Pyongyang last week said a record downpour in late July had killed an unspecified number of people, flooded dwellings, and submerged swathes of farmland in its northern regions near China.
On a visit to flood-hit Uiju on Friday, Kim said the government planned to accommodate around 15,400 flood victims from the northern region at facilities in the capital until their destroyed homes are rebuilt, according to the official Korean Central News Agency.
The plan, which will include food and medical assistance as well as educational support for the thousands of students being moved, will be "a top priority of the state," Kim said.
International offers of support have poured in since news of the flooding disaster first emerged, including from South Korea, which offered humanitarian aid via the Korean Red Cross despite the two countries' strained relations.
Moscow has reached out with a similar offer, according to Pyongyang, while Seoul's Yonhap news agency has reported that China and the United Nations Children's Fund had signalled their willingness to help.
But Kim said Friday that the country's recovery efforts would be "thoroughly based on self-reliance", according to KCNA.

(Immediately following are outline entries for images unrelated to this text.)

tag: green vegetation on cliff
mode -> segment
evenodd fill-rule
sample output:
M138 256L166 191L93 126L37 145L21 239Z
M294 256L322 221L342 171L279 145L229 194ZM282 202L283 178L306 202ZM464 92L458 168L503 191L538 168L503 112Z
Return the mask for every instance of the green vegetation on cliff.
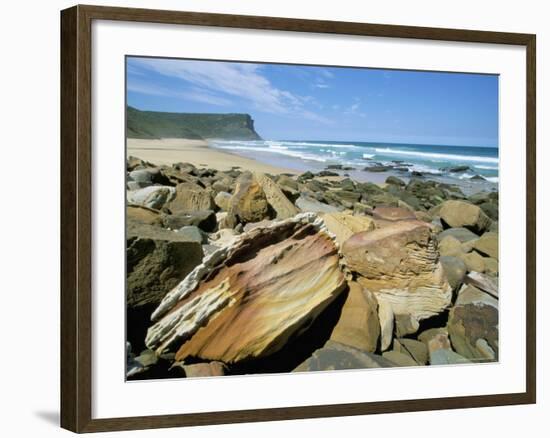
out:
M259 140L249 114L199 114L140 111L127 107L128 138L220 138Z

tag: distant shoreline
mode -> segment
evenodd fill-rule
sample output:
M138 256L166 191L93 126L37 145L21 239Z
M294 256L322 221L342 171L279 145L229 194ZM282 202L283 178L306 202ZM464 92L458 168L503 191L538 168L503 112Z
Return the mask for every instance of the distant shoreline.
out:
M242 170L264 173L289 173L299 172L272 166L243 157L231 152L221 151L209 147L208 141L186 138L127 139L126 156L134 156L149 161L156 165L172 165L173 163L186 162L200 167L212 167L217 170L230 170L232 167L240 167Z

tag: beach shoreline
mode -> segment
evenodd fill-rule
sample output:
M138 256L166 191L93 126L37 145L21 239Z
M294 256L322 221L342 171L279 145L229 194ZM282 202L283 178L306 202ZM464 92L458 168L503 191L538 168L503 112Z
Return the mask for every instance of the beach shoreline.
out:
M210 146L207 140L185 138L137 139L128 138L126 157L137 157L155 165L172 165L173 163L191 163L197 167L212 167L226 171L239 167L242 170L272 174L299 172L289 168L274 166L252 158L243 157L228 151Z

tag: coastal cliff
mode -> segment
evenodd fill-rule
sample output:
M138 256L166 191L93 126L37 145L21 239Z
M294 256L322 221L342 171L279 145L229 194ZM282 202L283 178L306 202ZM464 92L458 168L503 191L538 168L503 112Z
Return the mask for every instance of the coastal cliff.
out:
M167 113L128 106L126 120L128 138L261 140L249 114Z

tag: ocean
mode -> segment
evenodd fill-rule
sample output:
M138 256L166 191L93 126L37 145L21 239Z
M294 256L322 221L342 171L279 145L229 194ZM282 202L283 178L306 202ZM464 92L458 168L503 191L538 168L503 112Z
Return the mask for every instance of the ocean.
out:
M379 180L389 174L408 179L413 172L414 175L419 172L425 177L461 186L479 183L493 188L498 186L498 148L318 140L220 140L211 144L237 155L300 172L342 165L353 168L347 169L350 176L369 180L374 173L369 168L382 166L388 167L388 171L382 172Z

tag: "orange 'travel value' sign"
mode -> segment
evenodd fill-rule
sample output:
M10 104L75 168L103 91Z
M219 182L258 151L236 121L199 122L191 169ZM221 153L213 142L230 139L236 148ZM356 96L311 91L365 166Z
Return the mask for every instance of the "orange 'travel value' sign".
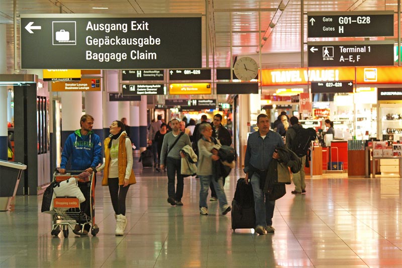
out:
M211 94L209 83L185 83L170 84L169 94L171 95L198 95Z
M295 68L264 69L261 72L263 86L306 84L312 81L355 80L355 68Z
M84 78L79 81L53 82L52 91L100 91L100 78Z
M400 84L402 67L367 67L356 68L356 82L359 84Z

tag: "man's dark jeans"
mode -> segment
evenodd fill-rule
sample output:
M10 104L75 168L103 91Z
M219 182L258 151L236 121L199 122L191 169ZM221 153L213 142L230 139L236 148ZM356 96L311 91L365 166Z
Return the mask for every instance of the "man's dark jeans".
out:
M167 171L167 194L169 197L173 197L176 201L181 201L183 197L184 180L181 173L181 160L168 157L166 158ZM177 173L177 184L174 190L174 177Z

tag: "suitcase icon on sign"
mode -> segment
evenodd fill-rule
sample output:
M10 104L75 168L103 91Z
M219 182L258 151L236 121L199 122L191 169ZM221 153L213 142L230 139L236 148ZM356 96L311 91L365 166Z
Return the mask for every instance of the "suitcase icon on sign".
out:
M70 40L70 32L64 30L60 30L56 32L56 41L58 42L68 41Z

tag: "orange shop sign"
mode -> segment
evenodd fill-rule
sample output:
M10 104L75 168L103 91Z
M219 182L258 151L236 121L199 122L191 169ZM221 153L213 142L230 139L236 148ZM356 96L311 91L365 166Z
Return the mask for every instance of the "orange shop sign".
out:
M402 67L357 67L356 82L359 84L402 83Z
M198 95L211 94L209 83L184 83L170 84L169 86L170 95Z
M263 86L307 84L312 81L355 80L355 67L268 69L261 72Z
M85 78L70 82L53 82L52 91L100 91L100 78Z

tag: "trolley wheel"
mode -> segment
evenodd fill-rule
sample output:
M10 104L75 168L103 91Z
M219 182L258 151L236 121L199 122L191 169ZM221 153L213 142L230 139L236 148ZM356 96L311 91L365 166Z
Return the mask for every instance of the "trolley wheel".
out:
M93 227L92 228L91 230L91 234L92 234L94 236L96 236L96 234L99 232L99 227L97 227L97 225L95 224L93 225Z
M64 237L68 237L68 229L66 230L63 230L63 235L64 236Z
M60 233L60 230L58 229L56 230L52 230L52 231L50 232L52 234L52 235L54 235L55 236L58 236L59 233Z

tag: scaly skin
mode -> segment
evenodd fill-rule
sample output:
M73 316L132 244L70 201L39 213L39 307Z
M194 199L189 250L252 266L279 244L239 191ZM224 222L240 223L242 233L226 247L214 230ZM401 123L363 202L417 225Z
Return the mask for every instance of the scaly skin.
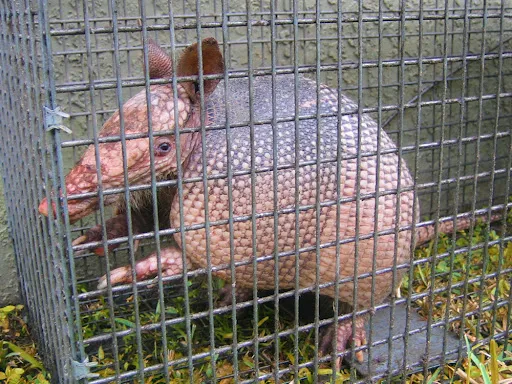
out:
M154 43L150 43L150 75L169 77L172 74L172 63L165 53ZM185 50L177 66L179 76L197 73L197 47ZM213 39L203 41L203 70L205 74L223 72L222 56L217 43ZM149 153L154 151L155 172L159 179L170 179L176 174L177 161L183 169L183 221L185 226L199 225L199 229L186 230L186 255L188 269L206 268L206 231L205 195L208 196L210 223L223 221L210 228L210 250L212 265L219 267L230 265L231 251L236 262L246 262L235 269L235 281L231 281L229 267L216 270L214 273L235 284L236 290L243 294L252 289L253 279L257 279L259 289L273 289L275 286L274 247L277 241L279 252L278 278L280 289L295 287L295 249L300 250L298 265L300 268L299 286L314 287L316 284L333 283L336 280L336 228L339 227L340 260L339 278L351 278L355 274L371 273L375 263L377 271L391 268L395 264L406 263L410 257L411 230L400 230L395 236L395 228L410 228L415 222L413 208L417 204L412 192L413 180L405 162L399 162L397 150L384 131L367 115L358 115L357 105L342 96L341 110L338 110L338 92L326 86L319 86L320 113L343 114L341 125L338 118L323 117L320 121L311 118L317 113L317 85L303 77L298 78L298 100L301 119L298 126L295 121L277 123L274 132L270 124L255 124L254 140L251 142L251 128L246 126L249 121L249 110L252 108L254 121L270 120L272 105L276 106L276 118L292 117L295 108L294 78L292 75L277 76L276 83L270 77L254 79L254 105L249 105L249 84L247 79L230 79L227 92L224 84L217 87L218 80L205 80L204 90L207 99L206 125L223 125L226 117L225 106L229 106L228 115L231 125L240 123L242 127L230 130L231 148L228 151L225 130L208 130L206 132L206 152L202 152L200 132L184 133L180 136L181 158L176 158L174 136L155 137L155 145L150 148L147 138L126 142L127 167L130 185L145 184L151 180ZM274 86L276 99L271 100L270 90ZM151 87L151 115L153 131L175 129L174 108L179 109L180 127L199 127L198 87L193 83L178 85L179 100L173 99L170 85ZM147 105L145 92L134 96L123 106L123 116L127 133L145 133L147 127ZM120 117L116 112L103 127L100 136L119 135ZM245 126L244 126L245 124ZM336 178L336 157L338 150L338 131L341 146L341 177ZM320 134L320 149L317 148L317 132ZM298 135L298 148L296 137ZM377 157L377 144L380 142L381 154ZM275 143L275 146L273 145ZM171 149L162 144L168 144ZM165 149L165 150L164 150ZM252 162L251 149L254 152ZM275 150L275 158L274 158ZM75 193L96 191L97 173L94 147L89 148L80 162L66 177L68 196ZM359 155L359 158L358 158ZM317 157L321 164L317 168ZM102 183L105 189L118 188L124 185L123 162L120 143L100 144ZM202 159L206 159L206 168ZM227 180L228 162L234 174L231 183ZM295 163L299 162L298 174ZM277 185L274 185L273 167L277 172ZM256 170L254 181L250 170ZM203 174L208 177L207 190L202 181ZM213 177L213 178L212 178ZM252 184L254 182L254 185ZM379 197L376 199L378 182ZM319 187L317 188L317 183ZM230 249L229 225L230 217L228 193L231 185L233 223L233 249ZM252 195L254 186L255 194ZM295 192L298 187L298 201ZM359 193L359 195L358 195ZM275 195L275 196L274 196ZM358 197L356 199L356 197ZM276 198L276 200L274 200ZM142 200L133 199L132 216L142 215L146 225L136 225L136 229L153 230L152 212L144 207L151 207L151 196ZM319 221L317 222L317 200L321 203ZM336 220L336 201L340 200L340 221ZM252 243L252 201L255 202L256 219L256 255L253 255ZM149 203L147 203L149 202ZM176 194L159 196L158 202L166 207L165 216L169 220L163 226L178 228L180 226L179 200ZM123 211L122 198L110 197L107 204L118 204ZM74 222L97 209L97 198L68 201L70 220ZM295 207L299 206L299 227L295 227ZM277 232L274 230L274 208L278 210ZM125 208L124 208L125 209ZM42 214L48 214L48 202L43 200L39 207ZM169 213L170 210L170 213ZM378 218L375 217L377 210ZM419 209L416 210L419 212ZM159 212L161 214L162 212ZM247 219L248 217L248 219ZM139 218L140 220L140 218ZM160 220L162 222L162 220ZM202 226L202 227L201 227ZM387 231L377 237L374 244L373 232ZM118 226L119 227L119 226ZM121 225L122 227L122 225ZM144 228L142 228L144 227ZM317 238L317 227L320 237ZM123 228L126 228L123 227ZM358 229L358 232L356 231ZM112 232L109 228L107 228ZM443 230L441 225L440 230ZM99 240L97 231L85 235L85 241ZM298 231L299 243L295 242ZM96 233L96 234L95 234ZM421 233L428 234L428 230ZM94 235L94 236L93 236ZM110 237L111 234L109 234ZM115 234L118 236L119 231ZM356 241L356 237L359 240ZM84 240L84 239L82 239ZM421 239L420 239L421 240ZM183 272L182 239L175 236L178 248L173 246L162 250L161 263L164 275L180 275ZM395 250L395 242L398 244ZM320 246L319 281L316 281L317 256L316 247ZM374 247L376 254L374 257ZM304 249L305 248L305 249ZM357 248L357 252L356 252ZM286 253L292 255L286 255ZM256 271L253 269L254 257L268 257L258 262ZM157 256L152 254L139 261L136 266L137 279L155 276L157 273ZM400 281L403 271L397 272L396 282ZM110 275L112 284L131 282L132 272L129 266L114 270ZM338 298L344 303L356 305L357 309L366 309L371 305L373 297L376 304L381 303L393 290L391 272L380 273L374 277L358 279L358 294L354 297L353 282L340 285ZM375 290L372 290L375 284ZM100 280L99 288L107 286L106 278ZM323 288L322 294L336 297L334 286ZM225 297L225 303L229 302ZM335 337L332 329L324 334L322 350L331 345ZM337 330L338 352L344 351L352 341L360 346L366 343L364 319L356 322L356 338L352 337L352 322L339 324ZM362 356L358 354L360 359Z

Still, he expressed "thanks to various foreign countries and international organizations for their offer of humanitarian support," the report said.
South Korean media have reported that the number of dead and missing in the North could be as high as 1,500, but Kim on Friday dismissed the reports as a "grave provocation" and "an insult to the flood-stricken people who are all safe and well."
Natural disasters tend to have an outsized impact on the isolated and impoverished country due to its weak infrastructure, while deforestation has left it vulnerable to flooding.
Relations between the two Koreas are at one of their lowest points in years, with the North recently announcing the deployment of 250 ballistic missile launchers to its southern border.